Nessie’s production commit kernel is optimized to provide high commit throughput against a distributed key value store that provides record-level ACID guarantees. Today, this kernel is built on top of DynamoDB. The commit kernel is the heart of Nessie’s oeprations and enables it to provide lightweight creation of new tags and branches, merges, rebases all with a very high concurrent commit rate.

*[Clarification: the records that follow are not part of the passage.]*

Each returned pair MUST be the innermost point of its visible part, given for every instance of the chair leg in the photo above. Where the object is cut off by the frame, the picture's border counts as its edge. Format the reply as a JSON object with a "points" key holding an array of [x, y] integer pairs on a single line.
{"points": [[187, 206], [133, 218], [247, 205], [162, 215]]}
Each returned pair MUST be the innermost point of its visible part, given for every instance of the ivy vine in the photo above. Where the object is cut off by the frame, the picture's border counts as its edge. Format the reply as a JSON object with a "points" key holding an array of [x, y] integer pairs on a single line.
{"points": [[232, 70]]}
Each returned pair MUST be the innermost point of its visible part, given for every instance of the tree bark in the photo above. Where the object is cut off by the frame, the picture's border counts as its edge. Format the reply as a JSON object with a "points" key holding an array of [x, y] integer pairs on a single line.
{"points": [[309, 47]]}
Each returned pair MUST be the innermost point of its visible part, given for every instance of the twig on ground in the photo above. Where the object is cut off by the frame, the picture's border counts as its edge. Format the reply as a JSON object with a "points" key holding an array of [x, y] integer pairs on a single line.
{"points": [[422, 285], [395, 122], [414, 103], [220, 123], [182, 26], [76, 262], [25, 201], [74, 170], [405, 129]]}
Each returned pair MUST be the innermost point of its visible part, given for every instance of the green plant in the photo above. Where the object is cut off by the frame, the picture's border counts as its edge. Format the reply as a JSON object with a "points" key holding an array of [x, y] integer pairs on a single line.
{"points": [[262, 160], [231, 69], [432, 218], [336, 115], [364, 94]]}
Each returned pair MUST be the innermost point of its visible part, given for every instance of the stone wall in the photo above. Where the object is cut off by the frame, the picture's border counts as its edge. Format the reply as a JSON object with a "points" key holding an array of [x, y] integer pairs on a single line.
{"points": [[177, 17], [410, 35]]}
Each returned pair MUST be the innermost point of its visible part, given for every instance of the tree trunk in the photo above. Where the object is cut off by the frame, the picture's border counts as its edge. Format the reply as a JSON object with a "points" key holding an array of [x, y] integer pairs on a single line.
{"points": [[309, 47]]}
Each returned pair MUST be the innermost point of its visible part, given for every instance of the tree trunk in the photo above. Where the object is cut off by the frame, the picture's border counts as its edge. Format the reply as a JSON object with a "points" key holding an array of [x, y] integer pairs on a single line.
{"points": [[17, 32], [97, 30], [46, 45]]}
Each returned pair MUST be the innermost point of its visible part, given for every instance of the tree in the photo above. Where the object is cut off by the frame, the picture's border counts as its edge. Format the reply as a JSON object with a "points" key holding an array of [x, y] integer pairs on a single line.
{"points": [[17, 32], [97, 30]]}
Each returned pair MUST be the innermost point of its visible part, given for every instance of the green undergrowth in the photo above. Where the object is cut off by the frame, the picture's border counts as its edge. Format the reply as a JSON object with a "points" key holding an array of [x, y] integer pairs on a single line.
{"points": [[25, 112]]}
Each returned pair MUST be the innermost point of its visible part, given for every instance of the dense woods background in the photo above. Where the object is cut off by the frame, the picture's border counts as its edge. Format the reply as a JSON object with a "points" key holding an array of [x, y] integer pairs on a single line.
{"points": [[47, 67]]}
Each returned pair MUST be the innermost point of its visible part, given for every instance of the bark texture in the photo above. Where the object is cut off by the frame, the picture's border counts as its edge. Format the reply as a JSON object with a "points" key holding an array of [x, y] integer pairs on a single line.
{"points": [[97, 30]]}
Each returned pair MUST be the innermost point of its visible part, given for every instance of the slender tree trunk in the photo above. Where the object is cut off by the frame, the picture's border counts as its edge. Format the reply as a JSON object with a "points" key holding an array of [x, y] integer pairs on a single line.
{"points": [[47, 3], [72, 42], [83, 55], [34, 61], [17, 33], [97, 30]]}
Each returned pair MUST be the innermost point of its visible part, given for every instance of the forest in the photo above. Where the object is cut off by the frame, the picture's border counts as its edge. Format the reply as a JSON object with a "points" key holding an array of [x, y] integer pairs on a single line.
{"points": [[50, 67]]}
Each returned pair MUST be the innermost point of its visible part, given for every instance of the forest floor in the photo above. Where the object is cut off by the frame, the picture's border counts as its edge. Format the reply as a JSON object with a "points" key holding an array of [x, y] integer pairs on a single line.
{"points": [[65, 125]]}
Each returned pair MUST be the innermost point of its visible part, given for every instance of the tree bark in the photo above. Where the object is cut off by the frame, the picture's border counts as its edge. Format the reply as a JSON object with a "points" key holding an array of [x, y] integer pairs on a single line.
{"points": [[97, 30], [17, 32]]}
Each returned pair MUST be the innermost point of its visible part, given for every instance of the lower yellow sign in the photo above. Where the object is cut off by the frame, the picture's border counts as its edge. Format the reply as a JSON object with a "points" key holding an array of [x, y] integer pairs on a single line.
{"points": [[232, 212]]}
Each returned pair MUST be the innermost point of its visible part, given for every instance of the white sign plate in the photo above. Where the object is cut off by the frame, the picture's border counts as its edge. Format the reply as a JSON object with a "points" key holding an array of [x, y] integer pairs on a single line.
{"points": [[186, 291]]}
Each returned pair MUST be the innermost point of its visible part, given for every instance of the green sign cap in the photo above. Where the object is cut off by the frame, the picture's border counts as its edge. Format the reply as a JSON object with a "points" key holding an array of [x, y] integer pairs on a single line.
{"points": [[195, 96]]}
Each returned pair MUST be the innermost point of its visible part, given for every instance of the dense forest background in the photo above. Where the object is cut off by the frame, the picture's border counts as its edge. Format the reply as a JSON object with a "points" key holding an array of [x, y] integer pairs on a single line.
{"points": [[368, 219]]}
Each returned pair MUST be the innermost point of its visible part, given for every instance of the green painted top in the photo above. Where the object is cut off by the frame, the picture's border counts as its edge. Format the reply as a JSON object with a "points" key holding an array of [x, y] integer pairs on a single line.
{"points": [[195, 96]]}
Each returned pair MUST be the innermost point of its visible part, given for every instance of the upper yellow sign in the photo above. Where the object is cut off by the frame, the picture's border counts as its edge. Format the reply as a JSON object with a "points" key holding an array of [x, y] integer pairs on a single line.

Nessie’s commit kernel works with two tables: the refs table and the objects table.
- Refs Table
- The refs table will have objects equal to the current number of active tags and branches. This will generally be small (10s-1000s). All commits run through this table and thus the writes and reads of this table should be provisioned based on the amount of read and write operations expected per second. Since the dataset is small, sharding will be unlikely to happen on this table. Scans are regularly done on this table.
- Objects Table
- The objects table stores data structures associated with commits and will be a small multiple of the number of objects and version tracked in Nessie. Assume approximately
4(write multiplier) to get a rough sense of the number of 4kb objects that Nessie will be storing in the objects table. Scans are not done on this table except in the case of rare Garbage Collection operations.
Space Consumption: The data stored in DynamoDB is designed to largely fit within DynamoDBs 4kb read size unit (and 4x the write size unit). This true for objects in both the refs table and the objects table.

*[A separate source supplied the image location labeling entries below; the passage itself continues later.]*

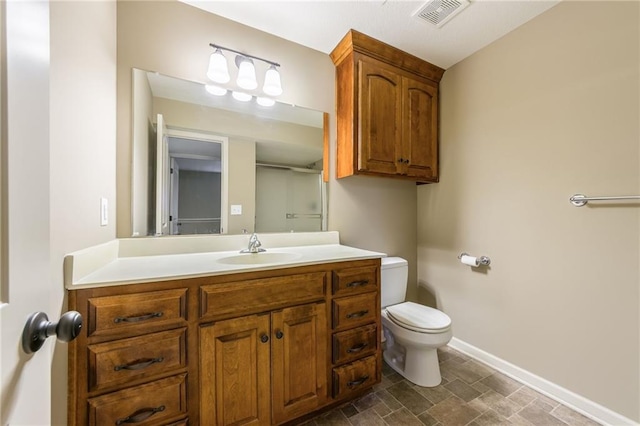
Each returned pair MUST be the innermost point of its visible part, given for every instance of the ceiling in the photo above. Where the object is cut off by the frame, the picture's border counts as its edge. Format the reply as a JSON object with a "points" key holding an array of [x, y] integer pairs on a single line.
{"points": [[320, 25]]}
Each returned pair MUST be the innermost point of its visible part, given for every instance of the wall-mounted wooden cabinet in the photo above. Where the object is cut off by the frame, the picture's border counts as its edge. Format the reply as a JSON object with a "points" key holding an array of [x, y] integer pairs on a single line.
{"points": [[387, 111], [268, 347]]}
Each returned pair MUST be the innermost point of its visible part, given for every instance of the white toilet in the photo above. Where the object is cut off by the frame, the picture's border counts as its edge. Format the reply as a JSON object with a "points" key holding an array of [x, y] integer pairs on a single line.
{"points": [[412, 332]]}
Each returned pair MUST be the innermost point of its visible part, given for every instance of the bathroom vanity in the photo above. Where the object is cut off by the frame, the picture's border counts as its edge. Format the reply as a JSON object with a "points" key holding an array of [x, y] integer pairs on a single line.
{"points": [[218, 337]]}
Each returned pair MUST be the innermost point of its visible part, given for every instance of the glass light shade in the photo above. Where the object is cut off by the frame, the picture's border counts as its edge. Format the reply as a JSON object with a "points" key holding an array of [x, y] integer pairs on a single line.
{"points": [[218, 70], [215, 90], [272, 84], [241, 96], [265, 101], [246, 74]]}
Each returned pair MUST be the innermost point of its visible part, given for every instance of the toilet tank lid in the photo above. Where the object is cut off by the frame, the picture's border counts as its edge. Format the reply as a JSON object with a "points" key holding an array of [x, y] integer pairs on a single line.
{"points": [[393, 262]]}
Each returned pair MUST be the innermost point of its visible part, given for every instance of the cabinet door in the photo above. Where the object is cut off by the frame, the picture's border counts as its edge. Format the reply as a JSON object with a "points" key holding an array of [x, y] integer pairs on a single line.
{"points": [[420, 129], [235, 372], [299, 358], [380, 115]]}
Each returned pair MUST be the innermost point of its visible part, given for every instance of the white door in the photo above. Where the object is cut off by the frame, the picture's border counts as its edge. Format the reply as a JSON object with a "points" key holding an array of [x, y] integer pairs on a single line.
{"points": [[162, 178], [175, 196], [25, 390]]}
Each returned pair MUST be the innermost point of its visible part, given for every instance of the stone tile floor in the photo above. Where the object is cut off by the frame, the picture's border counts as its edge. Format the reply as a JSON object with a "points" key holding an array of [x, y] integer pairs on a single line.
{"points": [[470, 394]]}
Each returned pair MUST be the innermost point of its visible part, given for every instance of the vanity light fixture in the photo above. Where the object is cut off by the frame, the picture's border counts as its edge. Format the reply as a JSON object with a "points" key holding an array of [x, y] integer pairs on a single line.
{"points": [[262, 101], [246, 73], [218, 70], [246, 79], [272, 84], [241, 96], [215, 90]]}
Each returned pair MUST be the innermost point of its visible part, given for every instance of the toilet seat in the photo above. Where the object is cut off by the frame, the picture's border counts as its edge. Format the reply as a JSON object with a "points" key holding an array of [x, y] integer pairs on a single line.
{"points": [[419, 318]]}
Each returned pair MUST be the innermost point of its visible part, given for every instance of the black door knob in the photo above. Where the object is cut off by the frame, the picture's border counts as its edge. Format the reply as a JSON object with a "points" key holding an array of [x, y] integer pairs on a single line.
{"points": [[38, 328]]}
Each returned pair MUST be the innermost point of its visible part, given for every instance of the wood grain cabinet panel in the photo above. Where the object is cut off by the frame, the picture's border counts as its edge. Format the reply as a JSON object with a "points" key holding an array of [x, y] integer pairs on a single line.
{"points": [[121, 361], [387, 111], [355, 343], [156, 403], [353, 377], [235, 378], [355, 310], [265, 347], [355, 280], [259, 295], [131, 312], [299, 360]]}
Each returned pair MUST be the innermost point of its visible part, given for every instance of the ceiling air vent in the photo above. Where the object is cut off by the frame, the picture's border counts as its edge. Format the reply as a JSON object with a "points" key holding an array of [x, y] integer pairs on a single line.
{"points": [[439, 12]]}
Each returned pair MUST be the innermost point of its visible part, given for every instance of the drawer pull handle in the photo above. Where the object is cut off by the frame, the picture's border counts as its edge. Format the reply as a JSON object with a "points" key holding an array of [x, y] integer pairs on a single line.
{"points": [[138, 318], [357, 348], [139, 364], [140, 415], [357, 314], [358, 283], [358, 382]]}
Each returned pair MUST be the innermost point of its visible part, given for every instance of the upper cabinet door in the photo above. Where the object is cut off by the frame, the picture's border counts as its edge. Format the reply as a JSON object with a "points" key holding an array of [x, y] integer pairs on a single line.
{"points": [[380, 114], [420, 129], [386, 111]]}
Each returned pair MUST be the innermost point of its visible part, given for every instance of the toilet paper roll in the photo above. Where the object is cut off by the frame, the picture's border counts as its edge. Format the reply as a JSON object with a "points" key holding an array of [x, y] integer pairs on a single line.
{"points": [[469, 260]]}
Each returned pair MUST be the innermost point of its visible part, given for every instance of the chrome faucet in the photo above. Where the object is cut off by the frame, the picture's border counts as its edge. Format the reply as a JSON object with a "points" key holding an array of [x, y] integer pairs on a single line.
{"points": [[254, 245]]}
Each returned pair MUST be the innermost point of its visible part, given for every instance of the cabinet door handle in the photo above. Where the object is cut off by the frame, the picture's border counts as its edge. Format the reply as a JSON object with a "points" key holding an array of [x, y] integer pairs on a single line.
{"points": [[358, 283], [142, 317], [140, 415], [138, 364], [358, 382], [357, 314], [357, 348]]}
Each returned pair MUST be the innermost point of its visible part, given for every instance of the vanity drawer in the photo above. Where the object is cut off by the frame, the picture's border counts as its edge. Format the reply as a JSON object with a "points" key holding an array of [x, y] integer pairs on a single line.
{"points": [[355, 310], [251, 296], [124, 360], [353, 344], [134, 312], [355, 376], [155, 403], [355, 280]]}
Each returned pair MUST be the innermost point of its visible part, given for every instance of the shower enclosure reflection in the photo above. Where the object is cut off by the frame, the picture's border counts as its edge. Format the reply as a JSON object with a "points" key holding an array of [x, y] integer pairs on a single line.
{"points": [[204, 164]]}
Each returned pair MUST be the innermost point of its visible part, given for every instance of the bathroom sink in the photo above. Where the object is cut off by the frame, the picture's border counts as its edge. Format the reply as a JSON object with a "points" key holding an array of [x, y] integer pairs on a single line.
{"points": [[259, 258]]}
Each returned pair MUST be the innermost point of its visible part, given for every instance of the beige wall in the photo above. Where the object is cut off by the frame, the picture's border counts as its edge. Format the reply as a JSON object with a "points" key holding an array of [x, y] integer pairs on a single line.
{"points": [[548, 111], [82, 155], [173, 39]]}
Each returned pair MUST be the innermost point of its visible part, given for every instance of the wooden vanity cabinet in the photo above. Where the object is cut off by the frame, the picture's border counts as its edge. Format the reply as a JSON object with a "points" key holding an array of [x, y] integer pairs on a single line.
{"points": [[387, 111], [267, 347]]}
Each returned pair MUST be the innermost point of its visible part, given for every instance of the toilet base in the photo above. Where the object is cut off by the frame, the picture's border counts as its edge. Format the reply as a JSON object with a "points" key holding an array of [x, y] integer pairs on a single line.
{"points": [[419, 367]]}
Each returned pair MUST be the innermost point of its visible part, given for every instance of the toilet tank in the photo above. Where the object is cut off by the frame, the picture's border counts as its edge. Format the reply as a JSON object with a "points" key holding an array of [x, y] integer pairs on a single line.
{"points": [[393, 280]]}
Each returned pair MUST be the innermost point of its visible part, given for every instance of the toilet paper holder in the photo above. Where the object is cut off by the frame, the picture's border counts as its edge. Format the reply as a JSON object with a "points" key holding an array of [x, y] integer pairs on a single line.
{"points": [[474, 261]]}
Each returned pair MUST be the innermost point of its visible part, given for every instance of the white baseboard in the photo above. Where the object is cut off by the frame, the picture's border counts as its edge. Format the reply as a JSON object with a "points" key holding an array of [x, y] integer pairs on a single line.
{"points": [[572, 400]]}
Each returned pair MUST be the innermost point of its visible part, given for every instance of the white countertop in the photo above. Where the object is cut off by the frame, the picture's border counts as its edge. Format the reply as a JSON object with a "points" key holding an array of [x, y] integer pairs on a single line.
{"points": [[130, 261]]}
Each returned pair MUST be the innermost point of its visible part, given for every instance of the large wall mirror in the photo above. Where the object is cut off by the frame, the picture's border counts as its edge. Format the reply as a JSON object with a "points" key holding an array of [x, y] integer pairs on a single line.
{"points": [[207, 164]]}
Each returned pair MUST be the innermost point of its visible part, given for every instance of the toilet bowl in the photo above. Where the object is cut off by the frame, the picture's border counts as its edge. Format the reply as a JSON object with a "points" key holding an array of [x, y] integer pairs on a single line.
{"points": [[412, 332]]}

At a high level, Nessie’s commit kernel breaks keyspace into a 3 level tree and each operation restates some portion of that tree. Each level of the tree is identified by sha256 20 byte hash value, which is used to as a storage key in DynamoDB. Commit operations are atomic and interact with branch objects using a data structure akin to a 151-way striped locked. This data structure is updated using patch conditional operations against DynamoDB. To maintain linear history, the branch object also maintains a commit log that works with the striped lock to make history clear and consistent.
The design target for the Nessie commit kernel was to support 100,000 tables with each table mutating every 5 minutes. This equates to ~300 operations/second. Tests have shown the Nessie commit kernel on DynamoDB to be able to exceed that by a large margin. We will publish a more comprehensive benchmark soon.